As for safety, the Newport forum produced a collection of sailors and race management officials from around the world who, independently, had been creating race management tools and instructional interactive videos to address the growing issues that arise from boats going three- to four-times the speed of previous race craft.
On the Water
The forums now spread around the world have become synergistic moments for the greatest brains in sailing to connect and collaborate on technical and social levels. But Foiling Week has tapped into the child-like excitement these and other participants have regarding exploring and experimenting on the sea with wind and craft.
The most advanced classes in the world are attracted to each Foiling Week venue to host championships and share their progressive crafts with the world. Beyond top designers and engineers, the elite sailors of the world place Foiling Week at the top of their event wish list each year.

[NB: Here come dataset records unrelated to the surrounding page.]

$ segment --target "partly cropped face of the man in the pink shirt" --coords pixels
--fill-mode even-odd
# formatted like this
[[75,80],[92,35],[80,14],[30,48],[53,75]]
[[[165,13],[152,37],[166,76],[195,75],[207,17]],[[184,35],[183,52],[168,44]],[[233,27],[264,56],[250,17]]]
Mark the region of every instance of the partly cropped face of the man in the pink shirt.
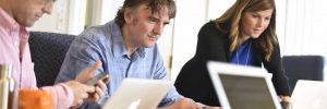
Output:
[[31,27],[44,13],[51,14],[53,0],[15,0],[13,8],[14,20],[24,26]]

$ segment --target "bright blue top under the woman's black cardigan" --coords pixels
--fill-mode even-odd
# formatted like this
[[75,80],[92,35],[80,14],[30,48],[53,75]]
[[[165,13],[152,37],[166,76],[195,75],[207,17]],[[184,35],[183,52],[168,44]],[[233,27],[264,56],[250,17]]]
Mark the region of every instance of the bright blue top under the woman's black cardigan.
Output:
[[242,65],[254,65],[252,39],[245,40],[238,50],[230,55],[231,63]]

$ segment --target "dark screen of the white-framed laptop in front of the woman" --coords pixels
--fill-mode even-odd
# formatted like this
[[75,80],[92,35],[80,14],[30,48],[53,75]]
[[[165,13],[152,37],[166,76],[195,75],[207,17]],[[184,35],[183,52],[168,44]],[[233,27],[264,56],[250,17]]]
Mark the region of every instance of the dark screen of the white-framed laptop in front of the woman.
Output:
[[263,77],[219,74],[231,109],[276,109]]

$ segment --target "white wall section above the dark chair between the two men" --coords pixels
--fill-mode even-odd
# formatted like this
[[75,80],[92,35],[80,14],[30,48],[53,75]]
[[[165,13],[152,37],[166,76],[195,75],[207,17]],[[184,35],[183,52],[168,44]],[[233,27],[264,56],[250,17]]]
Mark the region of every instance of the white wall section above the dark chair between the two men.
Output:
[[57,0],[52,14],[45,14],[31,31],[77,35],[84,29],[86,0]]

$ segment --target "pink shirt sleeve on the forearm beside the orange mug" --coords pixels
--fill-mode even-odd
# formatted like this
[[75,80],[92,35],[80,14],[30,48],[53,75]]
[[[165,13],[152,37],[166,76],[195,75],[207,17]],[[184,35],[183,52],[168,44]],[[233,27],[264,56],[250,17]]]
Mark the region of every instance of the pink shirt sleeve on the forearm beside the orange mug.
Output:
[[68,109],[73,105],[74,95],[70,87],[64,84],[40,87],[52,94],[53,109]]

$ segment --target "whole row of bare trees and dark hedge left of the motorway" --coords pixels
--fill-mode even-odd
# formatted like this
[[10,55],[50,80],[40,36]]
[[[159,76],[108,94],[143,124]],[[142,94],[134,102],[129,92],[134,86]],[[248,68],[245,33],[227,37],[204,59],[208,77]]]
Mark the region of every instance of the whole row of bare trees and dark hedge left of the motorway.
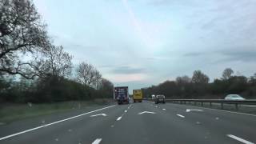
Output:
[[90,63],[77,68],[55,46],[30,0],[0,2],[0,102],[112,98],[113,83]]

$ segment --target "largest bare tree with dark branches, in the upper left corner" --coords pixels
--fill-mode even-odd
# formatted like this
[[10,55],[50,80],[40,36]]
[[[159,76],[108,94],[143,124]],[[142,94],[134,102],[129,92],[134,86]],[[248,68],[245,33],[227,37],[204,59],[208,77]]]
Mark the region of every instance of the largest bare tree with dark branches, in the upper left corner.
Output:
[[46,26],[30,0],[0,1],[0,72],[34,78],[34,61],[22,56],[49,50]]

Glen Ashby: “For me, to walk around the boat park is absolutely fantastic. There are so many clever people that have worked on a lot of different foiling boats and apparatus over the last few years. For everyone to be able to walk around, share information openly and look at all the different concepts that have been builtis absolutely wonderful.”
Francois Gabart: “I think it is just perfect, the Foiling Week, because there is a lot happening now in the foiling world. It’s good to mix all together.”
One would think that foiling is now established and that there is a plateau, apres’ 2017 America’s Cup, in innovation with these technologies slowing influencing recreational sailing and speeds steadying out for the professional foiling craft. But the Foiling Week has matured, and its free-thinking drive for pure innovation is expanding.
Paul Larsen, one of the fastest sailors in the world having set the outright world speed record aboard Vestas SailRocket, gave Foiling Week a taste of the direction foiling can take the world. A privately funded design challenge has Larson developing a 100-foot transatlantic passenger ship that is a hybrid power/sail. “One idea is to take paying passengers across the ocean in luxury as fast as the Ultime trimaran Banque Populaire,” says Larsen.
This unique project has been combining a fabulous collection of old and new ideas. A Polynesian “proa” style set of hulls means the ship can only sail on one tack and must “shunt” to change tacks.
These fascinating terms tied to the dawn of navigation and civilisation were linked by Larsen to the futuristic concept of “energy farming.” Larson says battery banks store energy generated by hydrogenerators while the wing-sailed craft reaches across through the depressions of the Atlantic then uses this stored energy to power the low-drag hulls through the glass of high pressure systems. The same ship is envisioned to double as transport for commerce, similar to cruise ships efficient use of their holds as dry docks to transport yachts across oceans.
Now, how does the rest of the world learn about what these innovators and collaborators are working on? The Foiling Week! And although this forum has been expanding, a primary aim of the organisers is to push the boundaries of online communication by making all presentations live and archived on as many media platforms as possible. Virtual reality and interactive experiences are also imperative.
Creating more and varied partnerships into the varied spaces outside the marine industry is also a must for Foiling Week to achieve its lofty goals of connecting more spaces and innovators. BMW, Slam, Gurit, Persico Marine, Marlow, Torqeedo and Ingemar have all been rightfully supportive of getting innovators together.
The efficiencies developed by the Foiling Week community fit flawlessly with the direction innovators want to take the world. Individuals like Paul Larsen, Jo Aleh and Jossie Gliddon see an endless horizon of possibilities. So does the Foiling Week.